What I wanted to discuss were ways to shorten your script without butchering your baby. You've bled over the draft (even later drafts... especially later drafts) and you hear the dreaded words,
Hmm... it's good, but I'd lose ten pages."
Ten pages!? My forehead was bleeding just getting it down a few lines!
It's all fine and well to have someone say - cut it down ten pages - but how do you actually get this done? So, rather than just be someone who tells people what to do without being there with them in the trenches, I thought I'd jump in the fox hole and return some fire. Please keep in mind, these are my preferences as a writer... Take em' or leave em' as such...
- First off, DO NOT, under any circumstances, touch the margins or font size. Anyone who reads scripts can spot this a mile away.
- Spacing.

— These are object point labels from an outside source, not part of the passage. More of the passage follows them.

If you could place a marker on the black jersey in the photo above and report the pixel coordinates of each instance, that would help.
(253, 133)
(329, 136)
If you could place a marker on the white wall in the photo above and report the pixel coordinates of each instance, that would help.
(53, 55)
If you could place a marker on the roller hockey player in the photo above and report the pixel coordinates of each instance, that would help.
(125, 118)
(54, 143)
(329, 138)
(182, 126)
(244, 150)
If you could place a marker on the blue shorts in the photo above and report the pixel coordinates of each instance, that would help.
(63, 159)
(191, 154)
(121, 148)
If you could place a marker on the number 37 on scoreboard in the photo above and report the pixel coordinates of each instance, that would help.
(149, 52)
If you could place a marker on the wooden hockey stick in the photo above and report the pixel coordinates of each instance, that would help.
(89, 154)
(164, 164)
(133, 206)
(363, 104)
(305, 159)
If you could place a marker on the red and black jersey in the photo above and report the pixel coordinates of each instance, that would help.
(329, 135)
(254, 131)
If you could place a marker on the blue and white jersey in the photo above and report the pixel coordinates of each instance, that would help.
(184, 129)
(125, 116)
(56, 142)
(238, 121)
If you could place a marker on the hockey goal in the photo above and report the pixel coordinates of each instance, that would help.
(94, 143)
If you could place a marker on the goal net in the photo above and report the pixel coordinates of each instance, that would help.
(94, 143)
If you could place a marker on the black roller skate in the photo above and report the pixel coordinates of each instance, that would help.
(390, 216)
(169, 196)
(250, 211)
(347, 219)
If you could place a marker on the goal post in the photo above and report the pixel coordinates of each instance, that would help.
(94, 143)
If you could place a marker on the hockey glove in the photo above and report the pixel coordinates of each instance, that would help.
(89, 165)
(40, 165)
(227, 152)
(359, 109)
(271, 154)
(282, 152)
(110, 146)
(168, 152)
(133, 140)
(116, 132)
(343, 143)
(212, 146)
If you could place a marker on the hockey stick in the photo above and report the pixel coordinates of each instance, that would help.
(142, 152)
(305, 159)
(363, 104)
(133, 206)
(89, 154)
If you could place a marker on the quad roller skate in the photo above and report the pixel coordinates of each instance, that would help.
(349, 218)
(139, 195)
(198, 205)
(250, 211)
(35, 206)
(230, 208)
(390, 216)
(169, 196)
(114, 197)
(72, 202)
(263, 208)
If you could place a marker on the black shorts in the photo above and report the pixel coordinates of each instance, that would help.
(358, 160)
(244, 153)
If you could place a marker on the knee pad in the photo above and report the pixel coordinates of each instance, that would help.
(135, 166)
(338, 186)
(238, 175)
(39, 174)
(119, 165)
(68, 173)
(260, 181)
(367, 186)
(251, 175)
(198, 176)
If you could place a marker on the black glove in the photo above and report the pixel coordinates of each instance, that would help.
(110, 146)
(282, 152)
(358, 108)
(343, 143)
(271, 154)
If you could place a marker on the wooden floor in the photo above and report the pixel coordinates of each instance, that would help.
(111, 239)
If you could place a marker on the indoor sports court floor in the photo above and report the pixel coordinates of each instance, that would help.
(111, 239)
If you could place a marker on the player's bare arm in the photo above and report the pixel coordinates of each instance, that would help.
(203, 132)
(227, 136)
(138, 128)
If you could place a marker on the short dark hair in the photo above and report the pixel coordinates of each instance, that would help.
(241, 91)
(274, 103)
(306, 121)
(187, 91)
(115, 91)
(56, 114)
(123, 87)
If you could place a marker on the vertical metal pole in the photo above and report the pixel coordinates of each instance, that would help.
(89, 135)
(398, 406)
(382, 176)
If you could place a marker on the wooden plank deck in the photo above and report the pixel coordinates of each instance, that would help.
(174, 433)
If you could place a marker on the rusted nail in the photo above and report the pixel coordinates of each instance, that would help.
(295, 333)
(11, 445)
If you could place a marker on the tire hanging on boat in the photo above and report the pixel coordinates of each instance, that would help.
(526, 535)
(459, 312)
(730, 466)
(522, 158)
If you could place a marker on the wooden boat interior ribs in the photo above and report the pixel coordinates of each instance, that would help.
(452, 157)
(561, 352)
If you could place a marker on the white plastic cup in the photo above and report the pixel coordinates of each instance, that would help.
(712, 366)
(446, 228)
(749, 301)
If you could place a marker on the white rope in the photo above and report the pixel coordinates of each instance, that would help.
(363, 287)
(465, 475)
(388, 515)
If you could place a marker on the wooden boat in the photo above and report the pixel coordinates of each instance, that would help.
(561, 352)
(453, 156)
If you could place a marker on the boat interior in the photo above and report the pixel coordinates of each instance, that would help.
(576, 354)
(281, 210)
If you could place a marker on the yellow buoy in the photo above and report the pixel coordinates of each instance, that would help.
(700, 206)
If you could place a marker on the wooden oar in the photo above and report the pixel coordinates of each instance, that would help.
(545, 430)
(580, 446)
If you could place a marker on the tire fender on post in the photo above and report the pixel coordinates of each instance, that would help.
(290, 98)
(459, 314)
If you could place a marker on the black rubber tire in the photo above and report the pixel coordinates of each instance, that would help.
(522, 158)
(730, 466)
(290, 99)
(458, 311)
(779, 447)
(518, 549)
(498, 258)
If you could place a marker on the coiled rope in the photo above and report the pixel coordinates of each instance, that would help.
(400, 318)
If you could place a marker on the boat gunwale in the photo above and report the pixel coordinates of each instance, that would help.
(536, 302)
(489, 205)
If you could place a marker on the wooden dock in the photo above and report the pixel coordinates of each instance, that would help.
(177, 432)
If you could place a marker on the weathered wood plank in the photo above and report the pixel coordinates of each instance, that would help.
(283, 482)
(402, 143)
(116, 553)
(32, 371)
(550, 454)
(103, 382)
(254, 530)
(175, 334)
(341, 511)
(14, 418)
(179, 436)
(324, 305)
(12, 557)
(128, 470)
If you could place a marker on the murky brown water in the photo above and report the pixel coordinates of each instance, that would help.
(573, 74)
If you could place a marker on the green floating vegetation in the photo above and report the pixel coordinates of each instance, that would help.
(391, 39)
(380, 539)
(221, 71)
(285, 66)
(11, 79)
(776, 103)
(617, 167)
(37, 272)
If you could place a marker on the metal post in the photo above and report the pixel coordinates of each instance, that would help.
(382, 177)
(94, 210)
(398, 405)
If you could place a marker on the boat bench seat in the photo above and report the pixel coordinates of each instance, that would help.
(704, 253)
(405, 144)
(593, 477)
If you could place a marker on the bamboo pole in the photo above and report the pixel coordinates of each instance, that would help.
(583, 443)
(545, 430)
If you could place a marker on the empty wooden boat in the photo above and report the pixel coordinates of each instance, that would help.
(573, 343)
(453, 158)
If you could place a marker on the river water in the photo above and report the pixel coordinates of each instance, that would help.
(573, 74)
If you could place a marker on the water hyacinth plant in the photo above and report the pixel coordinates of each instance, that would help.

Some people prefer two spaces before and after Sluglines. I do not. I actually thinks it makes for slower reading. Set your spacing on Sluglines to 1 before and after. But, if you do this, you should also BOLD your sluglines.
- Crush all the spiders! My girlfriend hates spiders and as a writer so should you. A spider is a single word on a single line. Most of the time people will refer to these in a section of dialogue. But I think you can apply it to your whole script. If you have dialogue or prose that leaves one word on a line by itself - get rid of it. You may need to rework the sentence or paragraph a bit, but it is worth it. If you think you just cannot get rid of that line - you're wrong. You are 100% wrong. Step back and figure it out. You will be surprised how much tighter your script is. Even half a page, removing unnecessary lines, is invaluable.
- More's and Continued's. This is my own personal trick. Although trick is a misnomer, it is heart-wrenching and hard act. It involves killing your babies and your grown children. Sacrificing soldiers for the greater good of the war. The basic conceit is that when you are finished, there should be no (as in zero, not one) page where the dialogue continues onto the next page. To achieve this, you may need to not just revise the dialogue, but the dialogue or prose in the scene to cut lines. You may even have to go back a page or two and cut to get that break onto a single page. The object is to keep cutting until you can rid of those breaks.
- Don't leave any cliff hanger scenes. A similar situation is a scene that leaves a line or two on the next page. Get it so that the scene ends at the bottom of the page. I used both of these techniques recently for a script that was 126 pages. My goal was to get it down to 120 pages. Just by doing this, I was able to get it down to 119 pages. And I didn't have to cut out any of the heart of my story. I didn't have to remove a storyline to cut 5 pages. Or a full scene. At least not yet. And then I went back and did it to my other scripts. It was exhilirating.
- Although there is no reason for this other than it helps me cut things I wouldn't necessarily cut, you will find that your script is a smoother/faster read. And not just because it is shorter.
You need to challenge yourself in the rewriting process. It is daunting and it sucks sometimes, but it is necessary if you want your script to go from good to great to excellent.